Лицо Нины Яковлевны было залито слезами; она уже не утирала их, а просто продолжала рассказывать, как продолжают идти под дождем, когда нужно дойти, а укрыться негде и нечем.
— Отец исчез, как это случалось тогда со многими, исчез без следа и без объяснений. И именно оттого, что это случалось со многими, матери и в голову не пришло связать его гибель со свитком. Да и какая могла быть связь? Ведь он только утром впервые коснулся этой проклятой меди… даже ежовские «соколы» не могли бы сработать с такой дьявольской эффективностью. Кстати, свиток они забрали с собой, вместе со всеми отцовскими бумагами, рукописями, письмами. Забрали все, кроме вот этих снимков, которые провалились за подкладку отцовского пиджака и таким образом уцелели. Наученный предыдущим тюремным опытом, отец оставил дома пиджак и ушел в телогрейке.
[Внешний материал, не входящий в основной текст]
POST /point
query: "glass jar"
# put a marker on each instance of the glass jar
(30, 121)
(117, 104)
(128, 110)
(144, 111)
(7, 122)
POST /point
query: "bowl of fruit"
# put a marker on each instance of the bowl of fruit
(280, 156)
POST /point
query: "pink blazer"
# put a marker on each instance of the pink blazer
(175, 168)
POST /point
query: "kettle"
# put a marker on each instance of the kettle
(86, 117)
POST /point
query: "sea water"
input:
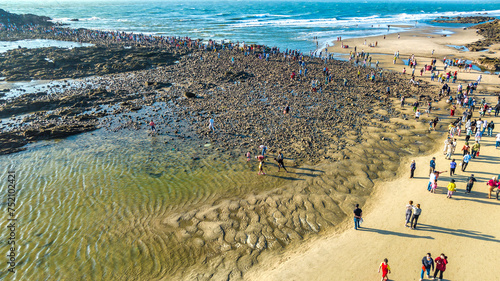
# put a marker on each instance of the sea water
(286, 24)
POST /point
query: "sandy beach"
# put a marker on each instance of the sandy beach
(463, 228)
(181, 199)
(421, 42)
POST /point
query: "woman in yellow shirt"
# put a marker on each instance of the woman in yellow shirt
(452, 187)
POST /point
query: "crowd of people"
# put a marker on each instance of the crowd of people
(475, 128)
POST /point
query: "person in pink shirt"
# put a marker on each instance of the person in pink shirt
(492, 184)
(441, 263)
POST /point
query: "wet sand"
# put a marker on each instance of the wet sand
(421, 42)
(462, 227)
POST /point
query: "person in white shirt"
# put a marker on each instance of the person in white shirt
(211, 125)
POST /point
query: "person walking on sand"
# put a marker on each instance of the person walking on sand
(287, 109)
(492, 184)
(416, 214)
(261, 166)
(409, 212)
(466, 148)
(491, 127)
(446, 145)
(413, 166)
(453, 165)
(476, 147)
(465, 161)
(441, 263)
(153, 126)
(384, 266)
(434, 186)
(357, 217)
(427, 264)
(279, 159)
(470, 183)
(452, 187)
(211, 124)
(264, 149)
(432, 165)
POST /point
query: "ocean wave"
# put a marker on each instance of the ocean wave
(91, 19)
(402, 18)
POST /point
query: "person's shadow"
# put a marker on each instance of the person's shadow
(458, 232)
(388, 232)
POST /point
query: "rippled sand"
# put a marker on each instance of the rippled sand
(117, 205)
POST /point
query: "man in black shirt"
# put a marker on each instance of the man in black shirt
(357, 217)
(470, 183)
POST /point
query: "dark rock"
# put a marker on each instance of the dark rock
(189, 95)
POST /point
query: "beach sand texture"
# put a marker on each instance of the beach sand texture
(464, 228)
(421, 42)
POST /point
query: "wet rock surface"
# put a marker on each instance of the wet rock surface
(55, 63)
(11, 18)
(491, 33)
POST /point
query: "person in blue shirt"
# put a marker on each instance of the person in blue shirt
(413, 166)
(427, 263)
(465, 161)
(453, 165)
(432, 165)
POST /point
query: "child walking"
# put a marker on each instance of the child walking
(384, 266)
(261, 167)
(452, 187)
(453, 166)
(434, 186)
— Мать нашла эти фотокопии не сразу, а только через несколько лет, когда решила проветрить отцовский костюм. Уже шла война, блокада, мы продавали вещи, чтобы выжить. Даже отцовские. Мать осмотрела пиджак, обнаружила дыру во внутреннем кармане, сунула руку и вытащила снимки. Она сразу поняла что это — не забывайте: она имела ту же специальность, что и отец, хотя и преподавала историю в школе. Тем утром, накануне ареста, начиная работать со свитком, отец сделал фотокопии, причем, как того требовали правила, сразу напечатал снимки, чтобы быть уверенным, что они получились.
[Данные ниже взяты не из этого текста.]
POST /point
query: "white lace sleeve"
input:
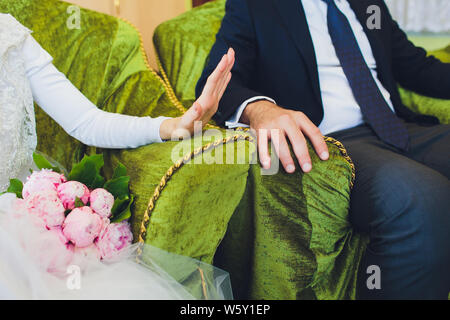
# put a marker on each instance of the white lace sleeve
(17, 123)
(79, 117)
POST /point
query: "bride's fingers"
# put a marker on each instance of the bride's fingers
(224, 87)
(193, 114)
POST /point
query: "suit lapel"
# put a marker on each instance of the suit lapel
(294, 18)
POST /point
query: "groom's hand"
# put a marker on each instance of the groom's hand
(272, 122)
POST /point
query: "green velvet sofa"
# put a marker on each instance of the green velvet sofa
(289, 237)
(280, 236)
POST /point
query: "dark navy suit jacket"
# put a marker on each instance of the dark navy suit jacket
(275, 58)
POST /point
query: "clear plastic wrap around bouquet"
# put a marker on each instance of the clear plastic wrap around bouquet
(66, 236)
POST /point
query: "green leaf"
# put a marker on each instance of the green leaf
(15, 186)
(87, 171)
(118, 187)
(78, 203)
(120, 171)
(124, 214)
(42, 163)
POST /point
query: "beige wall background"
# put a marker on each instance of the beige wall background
(146, 15)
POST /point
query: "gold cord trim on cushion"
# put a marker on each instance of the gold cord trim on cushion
(169, 87)
(173, 169)
(169, 90)
(345, 155)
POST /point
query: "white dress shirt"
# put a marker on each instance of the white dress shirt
(341, 111)
(78, 116)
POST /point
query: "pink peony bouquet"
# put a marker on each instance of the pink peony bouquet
(82, 211)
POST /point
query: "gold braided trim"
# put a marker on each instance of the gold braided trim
(174, 168)
(168, 89)
(345, 155)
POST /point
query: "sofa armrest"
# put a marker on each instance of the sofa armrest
(425, 105)
(187, 191)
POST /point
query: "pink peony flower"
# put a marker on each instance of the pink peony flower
(71, 190)
(82, 226)
(47, 206)
(42, 180)
(101, 201)
(114, 238)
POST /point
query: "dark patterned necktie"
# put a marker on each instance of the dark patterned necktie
(376, 111)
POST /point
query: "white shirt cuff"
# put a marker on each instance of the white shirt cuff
(233, 122)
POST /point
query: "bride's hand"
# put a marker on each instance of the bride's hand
(206, 105)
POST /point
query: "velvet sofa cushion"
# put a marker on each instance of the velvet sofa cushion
(183, 45)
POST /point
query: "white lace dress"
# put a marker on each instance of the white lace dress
(26, 74)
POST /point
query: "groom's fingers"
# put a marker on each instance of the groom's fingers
(314, 134)
(282, 149)
(300, 147)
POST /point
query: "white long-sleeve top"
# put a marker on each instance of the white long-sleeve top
(78, 116)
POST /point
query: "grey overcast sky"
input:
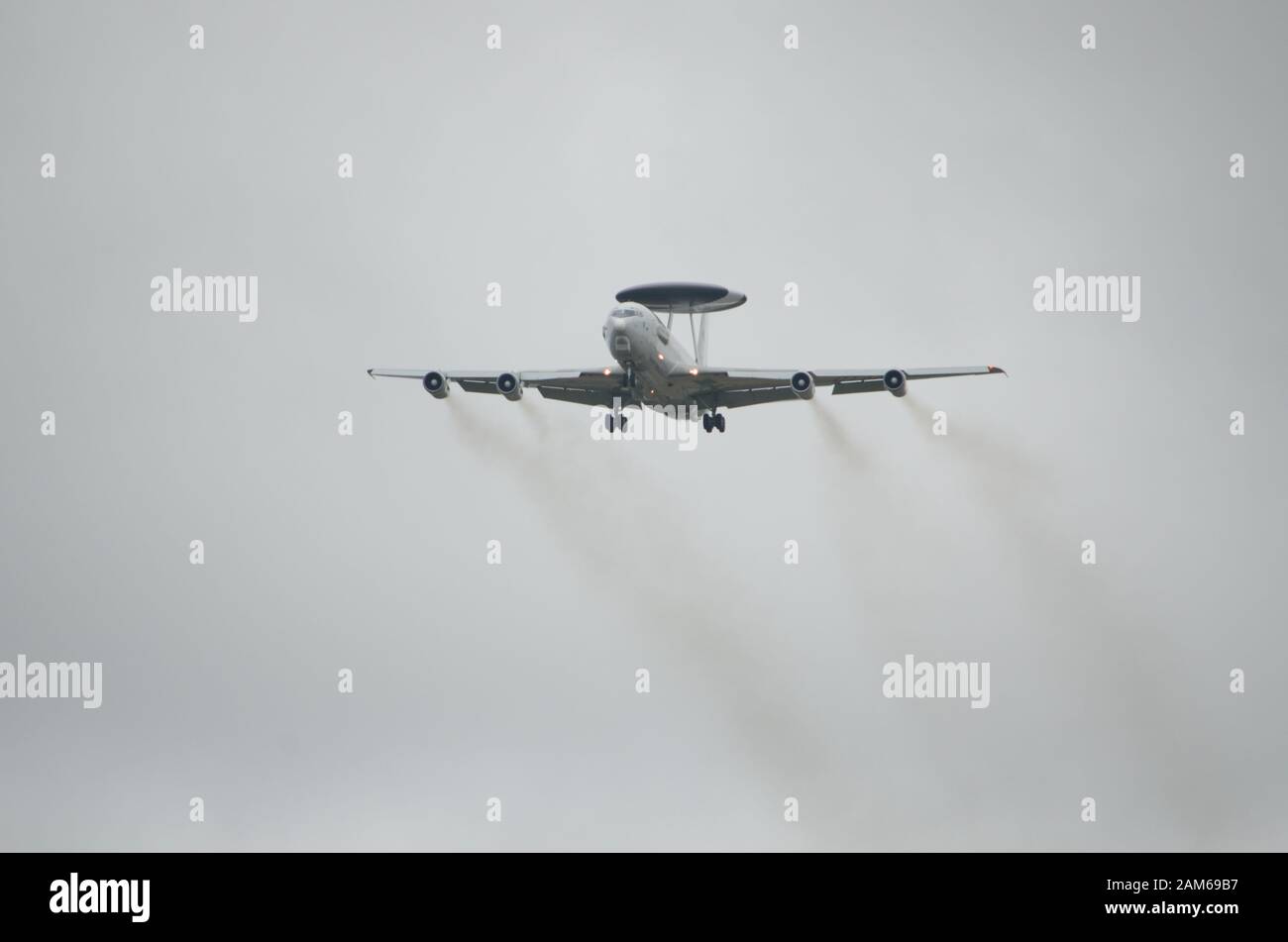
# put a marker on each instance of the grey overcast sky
(368, 552)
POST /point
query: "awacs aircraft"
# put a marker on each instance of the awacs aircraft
(655, 370)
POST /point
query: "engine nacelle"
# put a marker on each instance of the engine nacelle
(436, 383)
(896, 382)
(509, 386)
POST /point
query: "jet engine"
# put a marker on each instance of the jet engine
(436, 383)
(509, 386)
(896, 381)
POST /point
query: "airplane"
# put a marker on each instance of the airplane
(653, 369)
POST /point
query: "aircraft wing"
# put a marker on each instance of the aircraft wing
(735, 387)
(588, 386)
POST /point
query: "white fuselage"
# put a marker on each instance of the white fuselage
(649, 353)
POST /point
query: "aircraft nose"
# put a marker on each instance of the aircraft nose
(617, 332)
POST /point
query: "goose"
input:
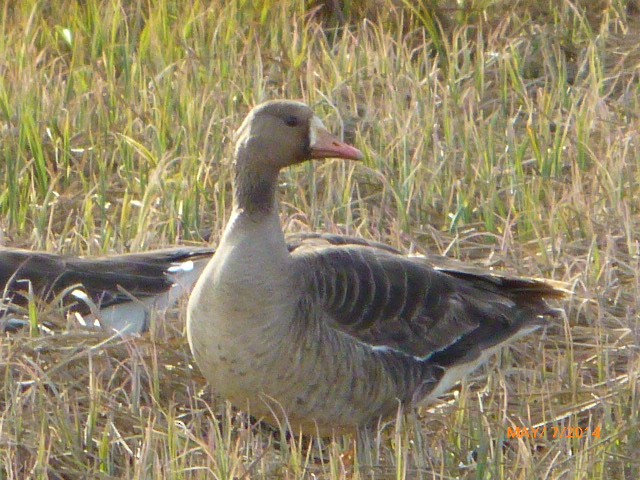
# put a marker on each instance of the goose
(117, 291)
(329, 333)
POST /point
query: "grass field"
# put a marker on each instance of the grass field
(507, 135)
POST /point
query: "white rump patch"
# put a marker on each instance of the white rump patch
(181, 267)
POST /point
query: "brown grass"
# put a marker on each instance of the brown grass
(506, 135)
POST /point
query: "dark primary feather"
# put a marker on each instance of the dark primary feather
(422, 307)
(107, 280)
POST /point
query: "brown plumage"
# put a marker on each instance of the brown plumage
(333, 332)
(118, 289)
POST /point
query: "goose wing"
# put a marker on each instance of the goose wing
(107, 281)
(411, 305)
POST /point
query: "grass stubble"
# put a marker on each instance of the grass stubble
(507, 135)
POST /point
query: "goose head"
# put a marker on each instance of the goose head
(281, 133)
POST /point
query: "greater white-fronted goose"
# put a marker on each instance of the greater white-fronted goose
(335, 332)
(117, 291)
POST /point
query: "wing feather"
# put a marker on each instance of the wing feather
(390, 301)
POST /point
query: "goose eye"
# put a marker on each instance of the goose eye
(291, 121)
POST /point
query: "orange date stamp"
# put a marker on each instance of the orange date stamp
(553, 432)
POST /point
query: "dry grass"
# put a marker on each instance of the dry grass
(508, 136)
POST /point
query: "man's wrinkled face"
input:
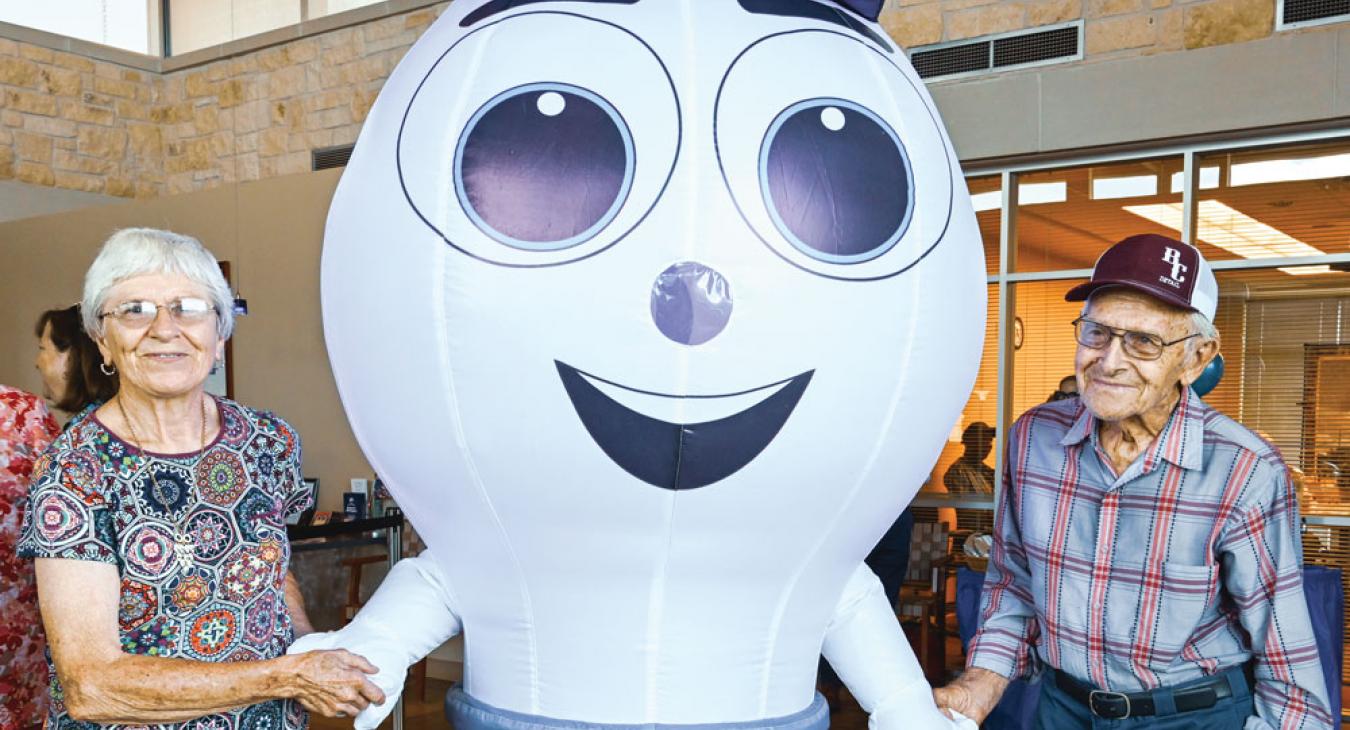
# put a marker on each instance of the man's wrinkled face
(1117, 386)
— Можно понять мою бедную маму… — Нина Яковлевна вздохнула и сделала беспомощный жест. — Эти проклятые снимки значили для нее непропорционально много: представьте себе, ведь это было последнее, чем занимался отец в своей жизни… по крайней мере, последнее, чем он занимался добровольно. Она считала это его завещанием, понимаете? Перстом судьбы, указанием на продолжение прерванного пути. Возможно, в глубине души она еще на что-то надеялась… — например, на то, что сам факт возврата к отцовскому труду послужит установлению таинственной связи с ним самим, где бы он ни находился… Отчаяние часто принимает такие причудливые формы!
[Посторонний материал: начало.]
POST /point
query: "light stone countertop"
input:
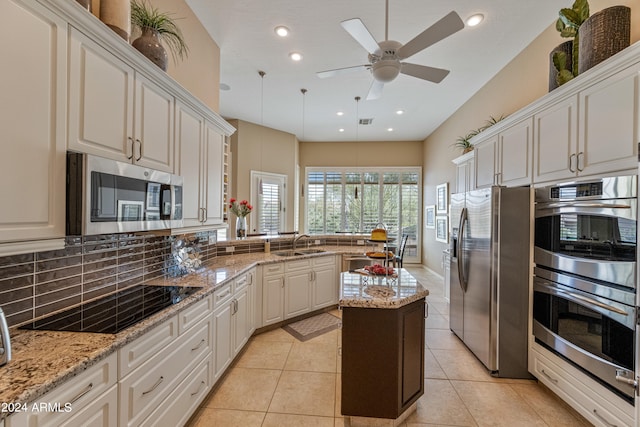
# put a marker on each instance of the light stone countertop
(387, 292)
(43, 360)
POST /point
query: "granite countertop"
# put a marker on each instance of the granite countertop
(366, 291)
(42, 360)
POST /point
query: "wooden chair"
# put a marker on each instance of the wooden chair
(400, 254)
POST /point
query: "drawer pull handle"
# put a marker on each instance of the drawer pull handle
(199, 345)
(154, 386)
(603, 419)
(553, 380)
(227, 292)
(82, 393)
(199, 388)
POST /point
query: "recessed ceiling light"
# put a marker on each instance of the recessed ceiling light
(282, 31)
(474, 20)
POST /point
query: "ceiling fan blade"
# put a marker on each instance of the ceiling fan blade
(360, 33)
(423, 72)
(339, 71)
(438, 31)
(375, 90)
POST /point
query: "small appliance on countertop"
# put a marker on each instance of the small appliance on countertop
(5, 342)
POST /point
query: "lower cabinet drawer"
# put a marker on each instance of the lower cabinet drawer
(76, 395)
(184, 400)
(588, 398)
(145, 388)
(157, 340)
(102, 412)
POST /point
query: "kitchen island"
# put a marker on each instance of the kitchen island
(382, 346)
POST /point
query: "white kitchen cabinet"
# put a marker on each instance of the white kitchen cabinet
(91, 398)
(594, 131)
(505, 158)
(272, 293)
(590, 399)
(116, 112)
(233, 321)
(556, 140)
(297, 287)
(465, 172)
(147, 387)
(184, 399)
(608, 133)
(324, 282)
(485, 158)
(222, 349)
(200, 158)
(33, 123)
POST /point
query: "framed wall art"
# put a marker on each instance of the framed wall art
(442, 198)
(442, 229)
(430, 216)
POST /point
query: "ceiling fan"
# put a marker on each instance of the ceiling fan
(385, 57)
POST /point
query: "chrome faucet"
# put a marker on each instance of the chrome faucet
(296, 238)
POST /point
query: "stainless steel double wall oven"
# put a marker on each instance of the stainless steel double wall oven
(585, 277)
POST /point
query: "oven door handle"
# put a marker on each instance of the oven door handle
(580, 298)
(593, 205)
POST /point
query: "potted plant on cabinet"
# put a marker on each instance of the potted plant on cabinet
(156, 27)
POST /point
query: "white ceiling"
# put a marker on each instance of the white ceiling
(244, 30)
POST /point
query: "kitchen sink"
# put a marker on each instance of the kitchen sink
(291, 252)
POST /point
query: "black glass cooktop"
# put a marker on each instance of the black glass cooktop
(113, 313)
— Так или иначе, мать сделала меня невольным орудием своего исступления. При каждой возможности она твердила мне об отцовской работе, о его вкладе, о его трагедии и о его гипотетической последней воле, со временем превратившейся из гипотетической в почти осязаемую. Мой путь в хранилище Публички был предопределен. Собственно, я и не перечила, да и какая причина была перечить? Кто мог знать? Я поступила на истфак Педагогического института. Шел 51-й год, разгар борьбы с космополитизмом, канун дела врачей. Темное, страшное время.